[zbentley]

> Shared memory works as a transport if you either assume that all parties are trusted (in which case why do IPC in the first place? Just put them in a monolith)

There are all sorts of domains where mutually-trusted parties need IPC. Off the top of my head and in no particular order:

- Applications that pass validated data to/from captive subprocesses. Not everything is available as a natively-linked library. Not every language's natively-linked libraries are as convenient to reliably install as external binaries.

- Parallelism/server systems farming work out to forked (but not exec'd) subprocesses. Not everything needs setuid. Somtimes you just want to parallelize number crunching without the headache of threads (or are on a platform like Python which limits threads' usefulness).

- Replatforming/language transitions in data-intensive applications. Running the new runtime/platform in the same address space as the legacy platform can bring some hairy complexity, which is sidestepped (especially given the temporary-ness of the transitional state) with careful use of shared memory.

And aren't systems like Postgres counterpoints to your claim?
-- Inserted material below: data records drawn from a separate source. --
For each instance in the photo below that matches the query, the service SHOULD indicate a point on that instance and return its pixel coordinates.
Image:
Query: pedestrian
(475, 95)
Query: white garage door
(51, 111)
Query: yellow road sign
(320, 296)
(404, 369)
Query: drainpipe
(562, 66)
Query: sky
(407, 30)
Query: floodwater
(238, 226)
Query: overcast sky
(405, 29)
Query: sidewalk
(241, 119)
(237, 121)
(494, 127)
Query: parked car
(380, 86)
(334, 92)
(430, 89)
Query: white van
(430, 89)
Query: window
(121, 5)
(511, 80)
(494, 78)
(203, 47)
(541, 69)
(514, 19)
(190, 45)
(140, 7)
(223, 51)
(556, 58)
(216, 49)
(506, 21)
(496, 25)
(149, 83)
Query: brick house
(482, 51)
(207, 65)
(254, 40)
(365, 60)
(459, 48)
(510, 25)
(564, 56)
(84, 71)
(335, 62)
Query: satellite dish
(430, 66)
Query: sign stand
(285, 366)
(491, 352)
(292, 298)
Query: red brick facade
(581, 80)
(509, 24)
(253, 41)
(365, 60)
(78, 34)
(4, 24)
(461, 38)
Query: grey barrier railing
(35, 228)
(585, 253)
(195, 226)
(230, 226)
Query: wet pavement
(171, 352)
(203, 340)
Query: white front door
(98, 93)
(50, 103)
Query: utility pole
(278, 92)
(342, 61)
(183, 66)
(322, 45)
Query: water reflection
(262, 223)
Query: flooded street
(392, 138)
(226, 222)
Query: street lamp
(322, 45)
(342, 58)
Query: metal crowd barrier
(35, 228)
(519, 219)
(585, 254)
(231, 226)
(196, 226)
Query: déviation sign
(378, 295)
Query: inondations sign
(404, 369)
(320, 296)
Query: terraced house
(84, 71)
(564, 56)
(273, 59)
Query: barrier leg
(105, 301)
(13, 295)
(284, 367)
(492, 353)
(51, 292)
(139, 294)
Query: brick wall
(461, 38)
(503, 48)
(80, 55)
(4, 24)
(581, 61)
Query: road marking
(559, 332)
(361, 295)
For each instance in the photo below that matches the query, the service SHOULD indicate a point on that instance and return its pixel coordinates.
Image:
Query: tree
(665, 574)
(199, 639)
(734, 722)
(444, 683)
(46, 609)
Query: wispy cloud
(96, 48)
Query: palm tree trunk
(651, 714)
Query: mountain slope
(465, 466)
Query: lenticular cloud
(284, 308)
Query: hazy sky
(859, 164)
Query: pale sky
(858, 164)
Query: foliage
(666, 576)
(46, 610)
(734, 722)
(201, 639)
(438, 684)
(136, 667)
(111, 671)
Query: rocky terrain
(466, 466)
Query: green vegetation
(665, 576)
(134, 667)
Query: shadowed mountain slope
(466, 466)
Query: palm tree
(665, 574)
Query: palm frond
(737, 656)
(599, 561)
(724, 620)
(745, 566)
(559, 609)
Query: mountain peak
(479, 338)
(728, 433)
My memory isn't the greatest, but IIRC postgres's server-side connections are subprocesses which interact with the postmaster via shared memory, no?

[fefe23]

If you use shared memory with a captive process, that process can probably hack you if it gets taken over by an attacker.
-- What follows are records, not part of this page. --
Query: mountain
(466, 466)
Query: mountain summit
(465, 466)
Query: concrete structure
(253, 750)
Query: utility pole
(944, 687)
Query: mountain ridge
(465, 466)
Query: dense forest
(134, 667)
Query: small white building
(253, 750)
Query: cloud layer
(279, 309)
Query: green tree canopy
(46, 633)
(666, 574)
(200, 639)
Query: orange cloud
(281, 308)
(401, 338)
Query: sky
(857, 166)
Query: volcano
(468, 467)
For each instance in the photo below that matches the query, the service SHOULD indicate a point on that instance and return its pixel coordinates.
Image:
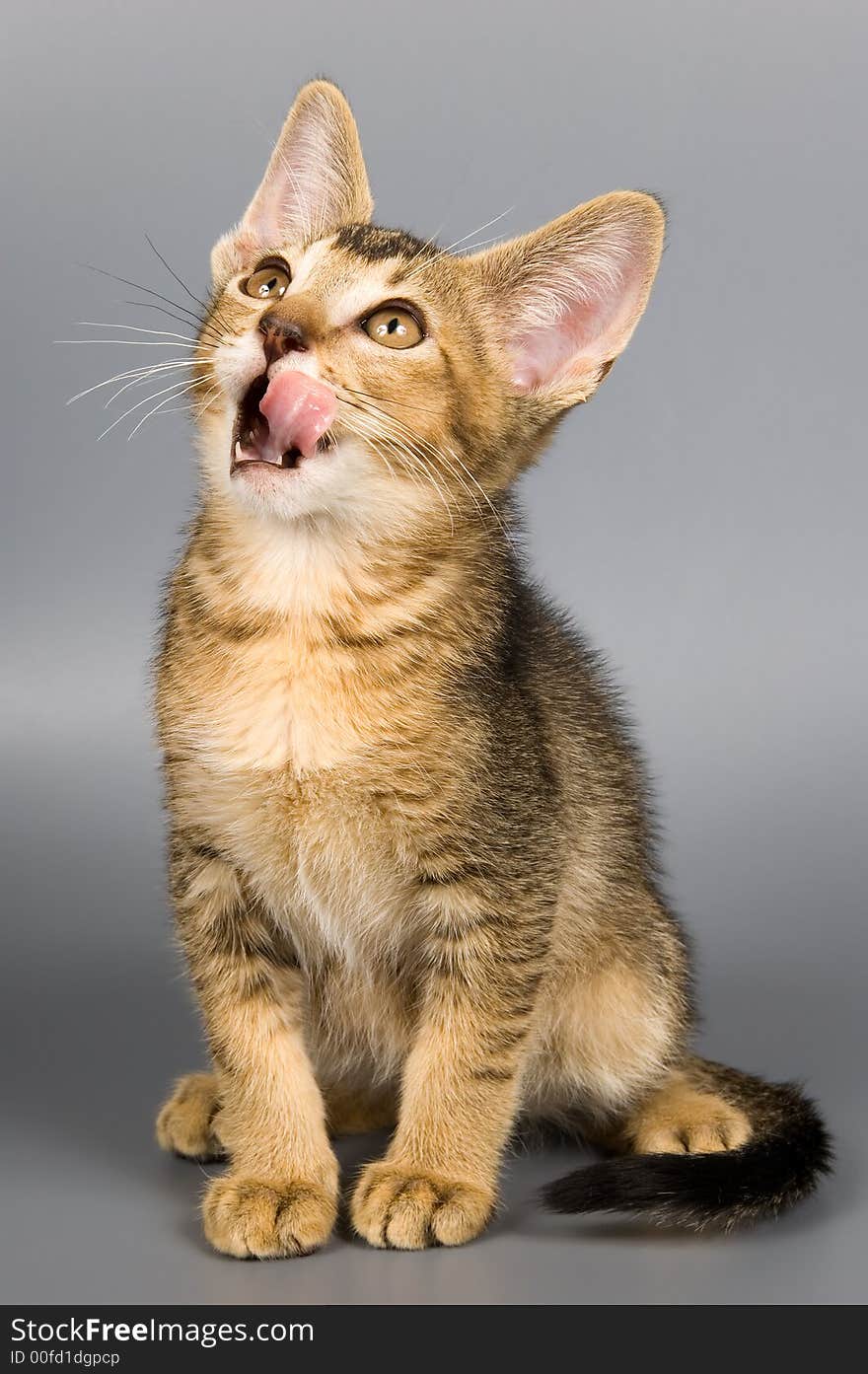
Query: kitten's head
(357, 374)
I agree with your parallelism counter-argument in principle. However even there it would probably make sense to not trust each other, to limit the blast radius of successful attacks.

In your next point the "careful" illustrates exactly my point. Using shared memory for IPC is like using C or C++ and saying "well I'll be careful then". It can work but it will be very dangerous and most likely there will be security issues. You are much better off not doing it.
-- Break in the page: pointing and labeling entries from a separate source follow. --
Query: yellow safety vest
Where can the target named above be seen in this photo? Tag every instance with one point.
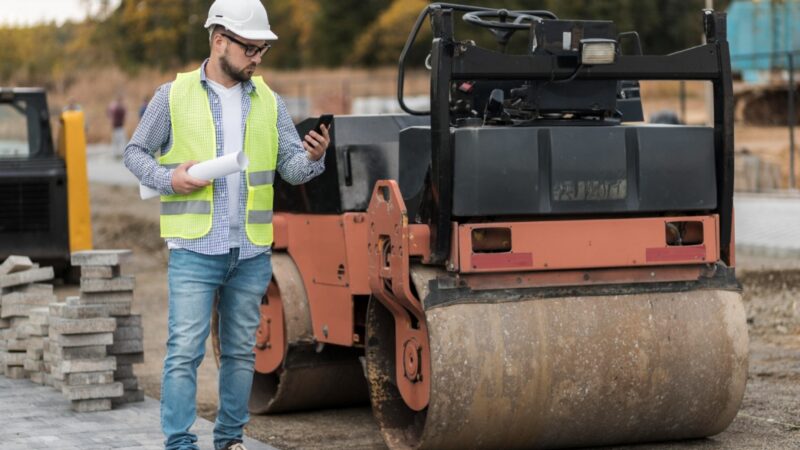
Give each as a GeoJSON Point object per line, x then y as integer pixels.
{"type": "Point", "coordinates": [194, 138]}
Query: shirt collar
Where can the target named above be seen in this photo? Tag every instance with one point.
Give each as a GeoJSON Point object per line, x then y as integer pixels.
{"type": "Point", "coordinates": [247, 86]}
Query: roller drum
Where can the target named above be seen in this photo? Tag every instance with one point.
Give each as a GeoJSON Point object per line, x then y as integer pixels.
{"type": "Point", "coordinates": [569, 372]}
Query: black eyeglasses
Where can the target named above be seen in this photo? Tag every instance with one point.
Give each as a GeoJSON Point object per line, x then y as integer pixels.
{"type": "Point", "coordinates": [250, 50]}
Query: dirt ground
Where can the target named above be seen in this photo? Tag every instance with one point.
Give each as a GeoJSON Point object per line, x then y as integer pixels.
{"type": "Point", "coordinates": [769, 417]}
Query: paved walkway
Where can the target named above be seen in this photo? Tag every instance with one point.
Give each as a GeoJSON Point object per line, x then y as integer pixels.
{"type": "Point", "coordinates": [39, 417]}
{"type": "Point", "coordinates": [768, 224]}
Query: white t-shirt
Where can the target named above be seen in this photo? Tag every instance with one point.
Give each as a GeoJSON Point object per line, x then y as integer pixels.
{"type": "Point", "coordinates": [231, 102]}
Postgres is a beautiful argument in that respect. Yes you can write a database in C or C++ and have it use shared memory. It's just not recommended because you need professionals of the caliber of the Postgres people to pull it off. I understand many organizations think they have those. I don't think they actually do though.

[zbentley]

> Using shared memory for IPC is like using C or C++ and saying "well I'll be careful then"

Sort of. In the replatforming/codebase conversion case, the amount of care and labor needed to effectively use shared memory for communication is, in my experience, much less than the care and labor needed to make things work in the same address space (and the labor and cost-in-currency of making things work with sufficient performance using traditional IPC is also often preventative). In that regard, I don't think it's equivalent to arguing in favor of C: capable alternatives to C exist that require less care and labor to use; capable alternatives to shared memory IPC in some cases do not.

I'd be curious how much effort and specific shared-memory-IPC-expertise is required on the part of the Postgres maintainers to keep the shared memory layer capable and secure. I hope it's more like iceoryx2 bills itself in that it's relatively well encapsulated such that folks can use it safely without extensive familiarity with the risk domain, but I might be disappointed.

Regardless, I hope we can agree to disagree on specifics; I appreciate the thoughtful response in any case.

[anarazel]

> I'd be curious how much effort and specific shared-memory-IPC-expertise is required on the part of the Postgres maintainers to keep the shared memory layer capable and secure.

I don't think security plays a huge role for shared memory in postgres - if an attacker gains arbitrary code execution in one postgres backend, the installation is hosed. No need to go through SHM to escalate to other backends, there's easier ways.

WRT capable: There's definitely substantial costs due to using inter-process shared memory. But it's more an architectural cost, rather than something that everyone has to bear while just doing mostly unrelated hacking. Some features get harder, less flexible and require more code.

FWIW, there's some work towards moving towards a threaded connection model. Still some way to go, but I expect it to happen eventually.